I finished watching the PBS series “Asian Americans” (which PBS has apparently made free for streaming since the Atlanta shootings) this weekend, which I highly recommend.  From it I learned how Asians and other marginalized groups have come together in American history to advocate for one another.  Filipino and Mexican farm workers formed the United Farm Workers in 1965.  Asian, Latinx and Black students at San Francisco State University joined together and succeeded in creating America’s first ever ethnic studies program in 1968.  Jesse Jackson spoke out on behalf of Asian Americans after the murder of Vincent Chin in 1982.  And since last summer, I’m happy to see increasing solidarity again between Asian and Black communities.  From a recent article in TIME magazine:  “’We’re not safe until all people of color are safe. Safety doesn’t come in the form of heavier policing calls or of carceral state oppression of poor communities,’ Dao-Yi Chow tells TIME. Chow, who is Chinese American, was one of the organizers of Running to Protest’s ‘Black & Asian Solidarity’ rally. ‘That’s only continuing to align ourselves with white supremacy. And if we continue to do that, those are anti-Black acts that’s only going to continue to drive divisions in between our communities,’ Chow says.”

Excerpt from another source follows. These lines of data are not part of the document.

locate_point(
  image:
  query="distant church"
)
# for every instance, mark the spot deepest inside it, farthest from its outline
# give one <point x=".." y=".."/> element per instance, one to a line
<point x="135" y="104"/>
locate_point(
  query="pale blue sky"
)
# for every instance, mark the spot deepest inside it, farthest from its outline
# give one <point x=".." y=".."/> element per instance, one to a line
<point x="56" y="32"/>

Call to Action on the Periphery

I’m currently reading Change by Damon Centola.  Hear him discuss the central tenets with Shankar Vedantam on this episode of “Hidden Brain”.  He asserts, with evidence, that social movements and change originate in the periphery of social networks, through strong and overlapping ties.  This means that we each and all have a role to play in making the world more equal for marginalized people and groups.  It all starts with the conversations we have in our daily encounters, and the cascade effects they have on our friends’ friends, etc.  On my work team, if I’m hearing the same message of solidarity from my manager and my medical director, and then my colleague from another practice, and then my fellow committee member, then I’m more likely to accept and adopt it, and then promote it myself.  Whether or not I had a formal training or participated in some system-wide initiative, I’m influenced by those around me whom I respect and care for—and vice versa.  That is why no matter who I am, what I say and do also matters—we all lead by example. 

The journey is long and arduous.  The path winds through caves of uncertainty and adversity.

The only way out is through.  The best way through is together.